Candide dans le Yorkshire

Dans le dernier roman de Fouad Laroui, un jeune économiste marocain se mue en ethnologue pour étudier les murs des Anglais. Et ne cesse de s’étonner de leurs bizarreries. Un récit tendre et féroce à la fois.

Publié le 31 mars 2008 Lecture : 3 minutes.

En découvrant le titre et la jaquette de couverture – des pieds féminins chaussés d’escarpins roses sur lesquels tombent des fanfreluches de la même couleur -, on se dit que Fouad Laroui va encore nous entraîner dans une de ces histoires abracadabrantesques dont il a le secret. On n’est pas déçu.
« La femme la plus riche du Yorkshire », ainsi que se présente d’emblée celle qui donne son nom au dernier roman de notre collaborateur, n’a en effet rien de banal. Elle habite seule dans une luxueuse maison de York, ayant expédié son (deuxième) mari un peu fêlé dans un ashram indien tout en abritant le précédent, jongleur de profession, dans une cabane au fond du jardin. Et noie son ennui et son mal de vivre dans le champagne au Blue Bell, un pub de la ville.
C’est là que le narrateur, Adam Serghini, fait un jour la connaissance de cette Anglaise extravagante – un pléonasme, diront certains. Le jeune Marocain – dont quelques aspects biographiques ne sont pas sans rappeler ceux de l’auteur lui-même s’ennuie ferme dans cette cité du nord-est de l’Angleterre où il vient de débarquer pour poursuivre des recherches en économétrie.
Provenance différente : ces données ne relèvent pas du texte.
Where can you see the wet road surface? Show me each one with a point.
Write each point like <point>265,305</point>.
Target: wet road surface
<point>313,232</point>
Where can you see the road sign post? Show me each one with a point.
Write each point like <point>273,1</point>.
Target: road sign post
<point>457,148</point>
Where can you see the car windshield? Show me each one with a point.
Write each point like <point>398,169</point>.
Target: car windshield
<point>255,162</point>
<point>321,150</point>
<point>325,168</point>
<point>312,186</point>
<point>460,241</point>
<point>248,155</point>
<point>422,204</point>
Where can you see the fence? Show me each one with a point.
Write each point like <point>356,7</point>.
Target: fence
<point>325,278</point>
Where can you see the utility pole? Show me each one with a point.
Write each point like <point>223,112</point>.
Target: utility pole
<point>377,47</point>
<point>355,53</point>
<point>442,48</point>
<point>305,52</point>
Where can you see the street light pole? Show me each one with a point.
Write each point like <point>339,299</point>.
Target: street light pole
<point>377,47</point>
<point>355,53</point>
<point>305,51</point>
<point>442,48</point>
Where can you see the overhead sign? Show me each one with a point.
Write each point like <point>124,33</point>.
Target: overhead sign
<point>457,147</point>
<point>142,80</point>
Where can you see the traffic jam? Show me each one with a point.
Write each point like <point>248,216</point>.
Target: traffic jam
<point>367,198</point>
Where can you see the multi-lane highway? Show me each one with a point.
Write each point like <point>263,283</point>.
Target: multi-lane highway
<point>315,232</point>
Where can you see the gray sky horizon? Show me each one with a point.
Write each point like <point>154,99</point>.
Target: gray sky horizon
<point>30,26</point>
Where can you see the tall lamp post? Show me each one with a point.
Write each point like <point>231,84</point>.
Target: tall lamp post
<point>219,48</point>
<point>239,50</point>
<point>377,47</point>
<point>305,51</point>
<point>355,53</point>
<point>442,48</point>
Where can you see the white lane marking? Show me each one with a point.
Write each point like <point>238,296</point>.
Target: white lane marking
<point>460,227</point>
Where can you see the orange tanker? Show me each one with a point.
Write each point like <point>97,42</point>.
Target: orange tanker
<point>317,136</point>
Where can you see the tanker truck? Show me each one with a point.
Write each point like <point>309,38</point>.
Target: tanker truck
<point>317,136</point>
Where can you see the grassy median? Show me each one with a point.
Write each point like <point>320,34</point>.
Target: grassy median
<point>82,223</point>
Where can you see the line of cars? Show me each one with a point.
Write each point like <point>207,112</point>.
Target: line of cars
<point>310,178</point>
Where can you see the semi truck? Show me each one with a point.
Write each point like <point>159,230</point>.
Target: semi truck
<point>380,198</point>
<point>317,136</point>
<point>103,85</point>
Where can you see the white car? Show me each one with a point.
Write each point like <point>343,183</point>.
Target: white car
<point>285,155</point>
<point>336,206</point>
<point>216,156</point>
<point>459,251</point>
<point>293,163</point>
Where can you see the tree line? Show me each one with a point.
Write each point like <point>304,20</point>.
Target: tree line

Le troquet façon british, a-t-il pensé, serait l’endroit idéal pour découvrir les murs des habitants de la contrée. Appliquant les méthodes des ethnologues occidentaux lorsqu’ils partent observer les peuplades à leurs yeux primitives, il note consciencieusement sur un carnet tout ce qui lui paraît révélateur des rites et coutumes indigènes.

Brouiller les pistes
Mais pourquoi, diable, est-ce avec cette étrange créature féminine que s’établit un lien privilégié ? Tout oppose l’universitaire besogneux, buveur de jus d’ananas devant l’éternel, et Cordelia, c’est son nom, propriétaire de boutiques de luxe, de restaurants et d’un magasin d’antiquités. D’autant que la bonne femme, « désastre alcoolisé », se révèle arrogante et cynique au possible.
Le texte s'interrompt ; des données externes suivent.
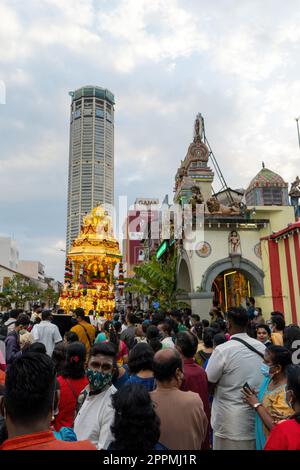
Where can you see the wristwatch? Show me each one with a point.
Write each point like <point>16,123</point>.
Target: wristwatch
<point>256,405</point>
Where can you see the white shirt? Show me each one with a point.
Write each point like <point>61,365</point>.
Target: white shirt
<point>48,334</point>
<point>230,366</point>
<point>95,418</point>
<point>168,343</point>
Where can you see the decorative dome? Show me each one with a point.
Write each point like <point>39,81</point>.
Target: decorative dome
<point>267,178</point>
<point>267,189</point>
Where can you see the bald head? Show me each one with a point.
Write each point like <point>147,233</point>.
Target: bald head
<point>165,364</point>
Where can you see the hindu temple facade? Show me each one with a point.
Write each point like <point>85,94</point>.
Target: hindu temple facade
<point>231,256</point>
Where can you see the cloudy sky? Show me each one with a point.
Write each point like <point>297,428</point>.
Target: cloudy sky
<point>235,61</point>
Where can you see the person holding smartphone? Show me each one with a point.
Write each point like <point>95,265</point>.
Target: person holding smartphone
<point>270,400</point>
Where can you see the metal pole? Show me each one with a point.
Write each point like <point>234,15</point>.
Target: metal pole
<point>297,121</point>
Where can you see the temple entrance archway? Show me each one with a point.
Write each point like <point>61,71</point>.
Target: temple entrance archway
<point>232,280</point>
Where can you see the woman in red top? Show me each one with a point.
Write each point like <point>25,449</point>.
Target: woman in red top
<point>72,381</point>
<point>286,435</point>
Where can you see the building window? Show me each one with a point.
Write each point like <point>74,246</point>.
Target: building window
<point>272,196</point>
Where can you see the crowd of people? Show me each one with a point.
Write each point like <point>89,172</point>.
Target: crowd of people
<point>150,381</point>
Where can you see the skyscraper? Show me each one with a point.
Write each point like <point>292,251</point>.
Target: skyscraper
<point>91,160</point>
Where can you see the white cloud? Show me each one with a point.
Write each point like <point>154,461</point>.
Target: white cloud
<point>165,60</point>
<point>156,30</point>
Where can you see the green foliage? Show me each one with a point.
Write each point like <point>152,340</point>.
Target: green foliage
<point>157,280</point>
<point>18,291</point>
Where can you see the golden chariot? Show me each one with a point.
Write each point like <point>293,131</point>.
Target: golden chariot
<point>92,257</point>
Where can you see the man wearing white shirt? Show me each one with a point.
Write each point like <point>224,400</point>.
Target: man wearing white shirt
<point>231,365</point>
<point>166,331</point>
<point>96,415</point>
<point>46,332</point>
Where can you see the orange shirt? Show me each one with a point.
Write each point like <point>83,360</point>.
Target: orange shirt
<point>2,377</point>
<point>277,338</point>
<point>84,332</point>
<point>44,441</point>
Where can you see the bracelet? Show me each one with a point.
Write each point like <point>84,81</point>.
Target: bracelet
<point>256,405</point>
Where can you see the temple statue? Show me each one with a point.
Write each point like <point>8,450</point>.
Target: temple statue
<point>215,208</point>
<point>295,188</point>
<point>234,242</point>
<point>199,128</point>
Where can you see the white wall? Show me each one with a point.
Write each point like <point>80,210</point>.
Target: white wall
<point>9,254</point>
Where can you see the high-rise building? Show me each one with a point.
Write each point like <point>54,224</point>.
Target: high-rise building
<point>9,253</point>
<point>91,160</point>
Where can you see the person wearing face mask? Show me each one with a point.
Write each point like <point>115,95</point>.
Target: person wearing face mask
<point>270,400</point>
<point>12,341</point>
<point>230,366</point>
<point>96,414</point>
<point>28,405</point>
<point>263,334</point>
<point>183,420</point>
<point>286,434</point>
<point>141,366</point>
<point>195,379</point>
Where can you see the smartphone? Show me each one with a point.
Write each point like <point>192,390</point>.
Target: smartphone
<point>246,387</point>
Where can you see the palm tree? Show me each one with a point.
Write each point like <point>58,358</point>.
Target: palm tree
<point>157,281</point>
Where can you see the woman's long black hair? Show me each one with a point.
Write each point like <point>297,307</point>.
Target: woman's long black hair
<point>293,383</point>
<point>136,425</point>
<point>75,359</point>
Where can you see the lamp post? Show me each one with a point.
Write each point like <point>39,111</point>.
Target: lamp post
<point>297,123</point>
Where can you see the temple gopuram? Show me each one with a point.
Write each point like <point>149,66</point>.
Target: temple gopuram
<point>91,262</point>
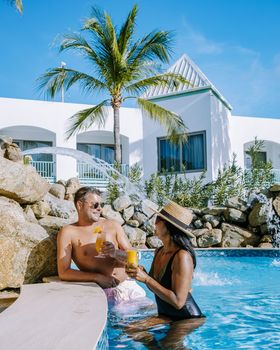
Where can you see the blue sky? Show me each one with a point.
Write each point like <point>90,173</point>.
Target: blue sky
<point>235,43</point>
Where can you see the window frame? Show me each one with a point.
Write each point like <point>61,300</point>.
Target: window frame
<point>181,171</point>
Le lecteur aura du mal à comprendre l’essence de cette relation, car, fidèle à ses habitudes, Fouad Laroui s’applique à brouiller les pistes et à bouleverser les repères. La rombière a-t-elle trouvé en la pâle figure du jeune étranger un miroir qui lui renvoie l’image de sa propre splendeur ? Cherche-t-elle très classiquement à le séduire ? On pourrait le penser quand, vers la fin du récit, Serghini se retrouve dans la chambre de Cruella – ainsi a-t-il baptisé Cordelia -, qui l’invite carrément à passer dans son lit. Ce à quoi le chercheur se refuse. Car, lui, a des principes, des valeurs.
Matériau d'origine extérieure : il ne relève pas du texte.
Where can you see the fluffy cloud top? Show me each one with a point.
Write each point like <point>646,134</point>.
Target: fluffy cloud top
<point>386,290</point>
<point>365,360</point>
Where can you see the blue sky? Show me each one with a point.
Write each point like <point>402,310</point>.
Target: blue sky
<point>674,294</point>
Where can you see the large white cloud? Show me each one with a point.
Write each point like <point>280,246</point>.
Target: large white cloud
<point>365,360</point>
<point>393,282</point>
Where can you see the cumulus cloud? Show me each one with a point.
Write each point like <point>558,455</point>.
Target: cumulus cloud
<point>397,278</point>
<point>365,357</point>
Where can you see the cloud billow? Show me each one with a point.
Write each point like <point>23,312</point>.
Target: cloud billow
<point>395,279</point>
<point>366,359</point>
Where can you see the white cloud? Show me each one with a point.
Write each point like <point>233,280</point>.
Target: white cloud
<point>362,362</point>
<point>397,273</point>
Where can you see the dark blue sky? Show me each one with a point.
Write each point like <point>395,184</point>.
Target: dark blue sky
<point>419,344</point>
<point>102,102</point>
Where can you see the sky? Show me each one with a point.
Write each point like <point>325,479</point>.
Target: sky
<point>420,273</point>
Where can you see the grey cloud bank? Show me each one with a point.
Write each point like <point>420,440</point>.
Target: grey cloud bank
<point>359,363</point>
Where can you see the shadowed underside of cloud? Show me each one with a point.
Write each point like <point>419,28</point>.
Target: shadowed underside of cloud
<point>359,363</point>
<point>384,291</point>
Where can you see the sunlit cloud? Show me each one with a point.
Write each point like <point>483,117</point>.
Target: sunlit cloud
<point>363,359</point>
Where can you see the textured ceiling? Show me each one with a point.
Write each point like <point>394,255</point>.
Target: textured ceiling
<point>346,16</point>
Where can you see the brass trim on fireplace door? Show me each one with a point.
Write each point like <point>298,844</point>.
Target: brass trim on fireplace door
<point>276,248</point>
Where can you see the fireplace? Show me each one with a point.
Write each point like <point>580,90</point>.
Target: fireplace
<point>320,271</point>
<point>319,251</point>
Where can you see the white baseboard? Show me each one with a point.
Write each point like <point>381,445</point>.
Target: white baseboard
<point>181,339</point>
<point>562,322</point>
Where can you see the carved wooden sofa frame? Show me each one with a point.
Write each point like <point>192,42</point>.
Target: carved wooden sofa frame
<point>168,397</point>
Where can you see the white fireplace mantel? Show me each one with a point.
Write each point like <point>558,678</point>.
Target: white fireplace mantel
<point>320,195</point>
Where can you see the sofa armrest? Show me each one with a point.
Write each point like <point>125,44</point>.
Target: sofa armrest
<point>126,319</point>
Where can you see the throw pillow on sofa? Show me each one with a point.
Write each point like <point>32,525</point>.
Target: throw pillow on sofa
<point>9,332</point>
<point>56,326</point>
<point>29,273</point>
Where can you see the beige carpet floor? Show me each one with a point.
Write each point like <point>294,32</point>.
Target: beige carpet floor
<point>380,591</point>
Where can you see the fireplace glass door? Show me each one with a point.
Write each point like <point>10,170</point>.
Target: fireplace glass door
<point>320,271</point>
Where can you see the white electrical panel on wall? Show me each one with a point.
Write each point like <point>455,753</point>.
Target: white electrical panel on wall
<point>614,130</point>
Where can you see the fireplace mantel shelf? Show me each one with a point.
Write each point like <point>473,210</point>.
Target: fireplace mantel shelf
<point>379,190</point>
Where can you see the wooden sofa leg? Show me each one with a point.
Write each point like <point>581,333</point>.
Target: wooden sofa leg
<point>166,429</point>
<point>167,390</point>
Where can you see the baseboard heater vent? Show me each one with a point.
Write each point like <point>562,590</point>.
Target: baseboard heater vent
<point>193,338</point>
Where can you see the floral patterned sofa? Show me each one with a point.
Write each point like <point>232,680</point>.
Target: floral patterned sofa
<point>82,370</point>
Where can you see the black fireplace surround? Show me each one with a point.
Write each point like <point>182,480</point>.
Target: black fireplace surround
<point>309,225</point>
« J’écris pour dénicher la bêtise sous toutes ses formes », a dit un jour le chroniqueur de Jeune Afrique. Elle existe sous tous les cieux, veut-il nous signifier, y compris sous ceux, chargés de nuages pluvieux, d’un coin d’Angleterre où l’a conduit un jour sa carrière universitaire. Après avoir longuement épinglé la société marocaine dans ses précédents romans, le temps lui semble venu de mettre au jour les bizarreries des Européens.
Tout son art est de se glisser dans la peau de cet Adam, faux Candide mais vrai caricaturiste, habile à rendre crédibles des personnages au profil invraisemblable. Aussi tendre que féroce à leur égard, il les fait apparaître, au fond, plus déboussolés que vraiment méchants. Ici comme ailleurs, le propos – surtout quand il est énoncé entre deux bières dans un estaminet – dépasse souvent la pensée. Et ce n’est pas un hasard si le seul habitant du Yorkshire qui trouve grâce aux yeux du narrateur est une ravissante jeune vendeuse prénommée Emma, dont il ferait bien sa petite amie. Sa particularité ? Elle est sourde et muette.